Xena deu um pequeno sorriso e sentou ao lado da barda na cama, passando um braço por cima dos ombros dela.
– A vida é regida pelos mistérios, Gabrielle, você me ensinou isso, você me ensinou a apreciar a beleza em cada um deles – capturou a atenção da loira ao pronunciar essas palavras, e envolveu a mão dela com a sua. – E mais que isso, você impôs respeito no meu coração, me obrigou a procurar respostas mais fundo e a ser paciente quando outrora, em tempos remotos, eu tentaria arrancá-las à força, mesmo que isso custasse minha vida – olhou para os dedos de ambas, entrelaçados, enquanto rodeava as mãos da barda com suas duas dessa vez. – Então, Gabrielle, agora eu te peço a mesma coisa… Não entenda, só respeite e aceite. Você é minha alma gêmea, minha vida, minha razão para viver. Você disse isso uma vez, e olhe para mim agora. Eu nunca vou te deixar, e sinto essa certeza irradiando da sua alma – sorriu a imponente guerreira enquanto a barda fechava os olhos.
– Xena, você não tem idéia do quanto sua ausência física me rasga a alma, o frio que sinto à noite depois de anos acostumada com seu calor junto ao meu.
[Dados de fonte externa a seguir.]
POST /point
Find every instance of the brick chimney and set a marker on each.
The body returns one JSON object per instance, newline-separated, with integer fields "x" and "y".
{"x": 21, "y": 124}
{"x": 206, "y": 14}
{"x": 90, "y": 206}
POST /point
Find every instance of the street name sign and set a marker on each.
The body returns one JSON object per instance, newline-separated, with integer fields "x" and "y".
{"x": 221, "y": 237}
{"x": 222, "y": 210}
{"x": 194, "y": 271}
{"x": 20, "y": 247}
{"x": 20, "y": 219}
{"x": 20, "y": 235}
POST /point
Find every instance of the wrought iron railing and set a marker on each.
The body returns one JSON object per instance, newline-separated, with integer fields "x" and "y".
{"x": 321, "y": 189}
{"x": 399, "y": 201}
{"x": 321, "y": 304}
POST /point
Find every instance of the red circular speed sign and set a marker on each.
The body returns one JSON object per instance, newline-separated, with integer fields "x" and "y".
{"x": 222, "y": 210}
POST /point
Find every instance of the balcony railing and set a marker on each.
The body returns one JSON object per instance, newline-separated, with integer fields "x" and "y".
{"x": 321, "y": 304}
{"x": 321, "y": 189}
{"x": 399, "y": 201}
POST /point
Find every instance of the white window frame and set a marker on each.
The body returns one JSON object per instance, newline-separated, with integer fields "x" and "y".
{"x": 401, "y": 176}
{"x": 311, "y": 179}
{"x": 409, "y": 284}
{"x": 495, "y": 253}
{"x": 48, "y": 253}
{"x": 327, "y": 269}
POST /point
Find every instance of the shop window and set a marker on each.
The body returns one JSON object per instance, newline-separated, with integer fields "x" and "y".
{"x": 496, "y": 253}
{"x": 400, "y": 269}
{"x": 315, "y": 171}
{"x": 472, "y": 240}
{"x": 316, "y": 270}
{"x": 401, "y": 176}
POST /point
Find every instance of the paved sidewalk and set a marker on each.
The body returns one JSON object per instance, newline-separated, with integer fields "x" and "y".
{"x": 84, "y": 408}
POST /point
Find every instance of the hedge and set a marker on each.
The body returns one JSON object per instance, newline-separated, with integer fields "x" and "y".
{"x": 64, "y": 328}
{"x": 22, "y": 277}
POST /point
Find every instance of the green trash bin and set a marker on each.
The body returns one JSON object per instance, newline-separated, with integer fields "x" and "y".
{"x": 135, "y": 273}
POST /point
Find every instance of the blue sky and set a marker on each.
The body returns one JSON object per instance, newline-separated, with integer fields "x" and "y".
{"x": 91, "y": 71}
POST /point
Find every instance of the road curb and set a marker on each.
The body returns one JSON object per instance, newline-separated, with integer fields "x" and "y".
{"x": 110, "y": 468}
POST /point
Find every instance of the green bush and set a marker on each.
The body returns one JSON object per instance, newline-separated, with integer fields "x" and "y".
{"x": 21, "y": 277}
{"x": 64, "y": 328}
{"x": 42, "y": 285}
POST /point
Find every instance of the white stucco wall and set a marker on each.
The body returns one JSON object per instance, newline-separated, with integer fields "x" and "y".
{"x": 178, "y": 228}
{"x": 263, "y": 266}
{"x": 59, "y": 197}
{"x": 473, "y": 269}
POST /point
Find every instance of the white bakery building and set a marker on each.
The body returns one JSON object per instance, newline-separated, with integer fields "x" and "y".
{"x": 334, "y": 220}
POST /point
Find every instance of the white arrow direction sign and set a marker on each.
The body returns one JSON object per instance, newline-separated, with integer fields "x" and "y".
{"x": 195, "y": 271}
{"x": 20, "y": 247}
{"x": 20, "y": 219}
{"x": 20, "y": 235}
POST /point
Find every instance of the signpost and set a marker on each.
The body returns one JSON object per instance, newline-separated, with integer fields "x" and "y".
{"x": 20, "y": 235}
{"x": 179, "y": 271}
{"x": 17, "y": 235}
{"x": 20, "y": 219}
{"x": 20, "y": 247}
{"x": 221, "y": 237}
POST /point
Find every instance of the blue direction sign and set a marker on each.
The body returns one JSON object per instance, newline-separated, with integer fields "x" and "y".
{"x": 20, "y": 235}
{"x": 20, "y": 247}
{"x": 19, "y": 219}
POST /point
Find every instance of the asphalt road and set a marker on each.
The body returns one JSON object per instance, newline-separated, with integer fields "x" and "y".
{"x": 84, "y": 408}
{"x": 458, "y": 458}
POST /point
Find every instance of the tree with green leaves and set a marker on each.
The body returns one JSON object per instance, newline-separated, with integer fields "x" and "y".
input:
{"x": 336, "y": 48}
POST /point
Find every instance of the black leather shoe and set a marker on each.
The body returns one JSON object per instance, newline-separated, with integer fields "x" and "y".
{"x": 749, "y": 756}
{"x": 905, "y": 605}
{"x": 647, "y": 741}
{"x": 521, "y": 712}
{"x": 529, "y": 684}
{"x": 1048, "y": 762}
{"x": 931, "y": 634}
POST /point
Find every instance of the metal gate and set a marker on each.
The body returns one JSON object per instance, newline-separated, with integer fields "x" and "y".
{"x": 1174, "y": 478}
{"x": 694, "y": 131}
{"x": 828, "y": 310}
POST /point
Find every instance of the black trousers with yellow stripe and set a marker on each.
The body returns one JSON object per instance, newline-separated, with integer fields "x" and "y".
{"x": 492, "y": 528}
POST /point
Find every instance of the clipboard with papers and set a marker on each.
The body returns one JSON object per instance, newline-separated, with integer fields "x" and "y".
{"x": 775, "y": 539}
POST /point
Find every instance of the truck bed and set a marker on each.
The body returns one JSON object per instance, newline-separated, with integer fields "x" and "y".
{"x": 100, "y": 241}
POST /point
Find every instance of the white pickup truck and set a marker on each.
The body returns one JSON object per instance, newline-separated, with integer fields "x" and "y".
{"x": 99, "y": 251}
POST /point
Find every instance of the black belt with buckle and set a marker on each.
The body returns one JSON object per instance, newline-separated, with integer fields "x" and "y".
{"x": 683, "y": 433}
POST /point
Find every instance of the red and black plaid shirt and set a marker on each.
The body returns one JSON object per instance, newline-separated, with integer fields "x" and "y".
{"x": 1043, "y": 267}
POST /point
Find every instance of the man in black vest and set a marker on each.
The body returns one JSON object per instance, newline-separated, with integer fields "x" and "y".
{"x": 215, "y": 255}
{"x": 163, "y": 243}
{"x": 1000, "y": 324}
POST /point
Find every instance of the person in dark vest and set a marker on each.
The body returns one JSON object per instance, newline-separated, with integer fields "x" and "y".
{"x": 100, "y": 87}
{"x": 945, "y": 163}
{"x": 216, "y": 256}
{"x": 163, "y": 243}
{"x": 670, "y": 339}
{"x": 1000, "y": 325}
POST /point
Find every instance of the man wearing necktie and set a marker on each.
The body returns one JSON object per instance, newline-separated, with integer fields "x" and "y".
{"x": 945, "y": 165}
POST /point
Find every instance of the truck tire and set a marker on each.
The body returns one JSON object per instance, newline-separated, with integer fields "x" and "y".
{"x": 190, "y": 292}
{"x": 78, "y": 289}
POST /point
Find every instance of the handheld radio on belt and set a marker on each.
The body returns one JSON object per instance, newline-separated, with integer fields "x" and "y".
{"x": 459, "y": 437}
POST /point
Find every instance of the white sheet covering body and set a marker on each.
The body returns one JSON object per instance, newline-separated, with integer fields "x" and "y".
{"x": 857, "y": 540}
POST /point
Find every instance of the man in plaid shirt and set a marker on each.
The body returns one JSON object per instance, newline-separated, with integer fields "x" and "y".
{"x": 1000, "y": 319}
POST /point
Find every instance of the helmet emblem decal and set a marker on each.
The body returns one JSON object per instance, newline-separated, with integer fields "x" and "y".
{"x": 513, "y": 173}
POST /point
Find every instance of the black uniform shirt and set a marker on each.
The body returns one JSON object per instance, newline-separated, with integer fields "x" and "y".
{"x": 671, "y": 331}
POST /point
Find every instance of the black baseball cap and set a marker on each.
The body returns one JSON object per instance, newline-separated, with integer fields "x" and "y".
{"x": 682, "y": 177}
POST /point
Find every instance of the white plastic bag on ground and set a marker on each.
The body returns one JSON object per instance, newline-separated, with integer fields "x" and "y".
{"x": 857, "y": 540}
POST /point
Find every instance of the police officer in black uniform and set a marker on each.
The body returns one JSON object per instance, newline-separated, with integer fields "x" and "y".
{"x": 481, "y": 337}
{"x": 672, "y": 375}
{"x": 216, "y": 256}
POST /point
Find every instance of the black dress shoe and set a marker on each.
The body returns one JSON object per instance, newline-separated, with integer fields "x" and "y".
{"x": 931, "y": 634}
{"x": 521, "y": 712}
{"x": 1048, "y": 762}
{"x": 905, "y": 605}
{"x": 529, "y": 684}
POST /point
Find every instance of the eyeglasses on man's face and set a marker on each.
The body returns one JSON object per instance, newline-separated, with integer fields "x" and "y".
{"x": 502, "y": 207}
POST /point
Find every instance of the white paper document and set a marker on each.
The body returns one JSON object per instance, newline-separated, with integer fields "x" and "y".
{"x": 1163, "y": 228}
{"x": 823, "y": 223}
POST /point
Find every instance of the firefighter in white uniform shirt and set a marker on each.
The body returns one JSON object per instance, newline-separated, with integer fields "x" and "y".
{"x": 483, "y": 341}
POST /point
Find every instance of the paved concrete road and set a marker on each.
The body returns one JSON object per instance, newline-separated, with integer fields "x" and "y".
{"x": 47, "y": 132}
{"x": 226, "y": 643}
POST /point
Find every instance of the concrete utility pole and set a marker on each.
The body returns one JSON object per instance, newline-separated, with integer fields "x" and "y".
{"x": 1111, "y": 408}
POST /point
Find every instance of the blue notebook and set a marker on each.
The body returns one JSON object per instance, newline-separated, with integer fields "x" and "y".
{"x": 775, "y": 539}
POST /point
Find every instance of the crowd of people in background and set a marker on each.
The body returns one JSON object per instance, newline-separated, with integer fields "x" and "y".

Seu caminho é meu caminho, Xena, é sempre estar ao seu lado… Mas como poderei cumprir meu karma nessa vida, condenada a essa condição de meia presença? Você não tem idéia de como a imagem do seu corpo no Jap-
Xena colocou rapidamente dois dedos sobre os lábios da poetisa, silenciando-a. As imagens dos pesadelos, da terrível dor que infligira em sua alma gêmea, na qual era obrigada a testemunhar impotente – seu castigo por ter sido obcecada com sua redenção, não ter percebido o ciúme e a inveja que destruiriam para sempre sua vida com a barda, e ter deixado Gabrielle e seu amor de lado, que agora sabia e não poderia contar-lhe -, inundaram todo o seu ser, amargurando ainda mais essa condição de espírito inútil em que se encontrava. E quando falou, teve a voz embargada pelas lágrimas que não era digna de derramar, assim tão impedidas pela guerreira.
– Não, Gabrielle, eu sei. Acredite, eu sei… Eu estou lá, eu vejo – puxou a barda mais para si para poder abraçá-la.
A loira apoiou a cabeça no peito da morena e fechou os olhos, murmurando:
– Há muito tempo eu não sei o que é ter a mente limpa, Xena… Poder dormir de verdade… – Xena beija sua cabeça.
– Essa noite, Gabrielle… Essa noite eu prometo que esses demônios te deixarão, mesmo que isso custe minha existência.
A barda sorriu.
– Sempre cuidando de mim, hum?
– Sempre – sorriu de volta.
Uma fagulha de luz da antiga felicidade baseada pela iluminada jovem que fora uma vez, timidamente começou a brilhar enquanto ela se deitava na cama, com sua alma gêmea lhe enlaçando a cintura. O pequeno despertar da obviedade diante de seus fechados olhos, a fez se abrir ligeiramente para a velha alegria que lhe pertencera e a consumia em outrora. Xena nunca se fora. Nem nunca iria.
“Todo sopro que apaga uma chama, reacende o que for pra ficar…”
E naquela noite, nenhuma imagem ruim a visitou. Tampouco pesadelos a assombraram e sensações amargas a consumiram. Estava nos braços de sua alma gêmea – sua amiga, sua protetora e seu amor. E então soube que seria assim – para todo o sempre.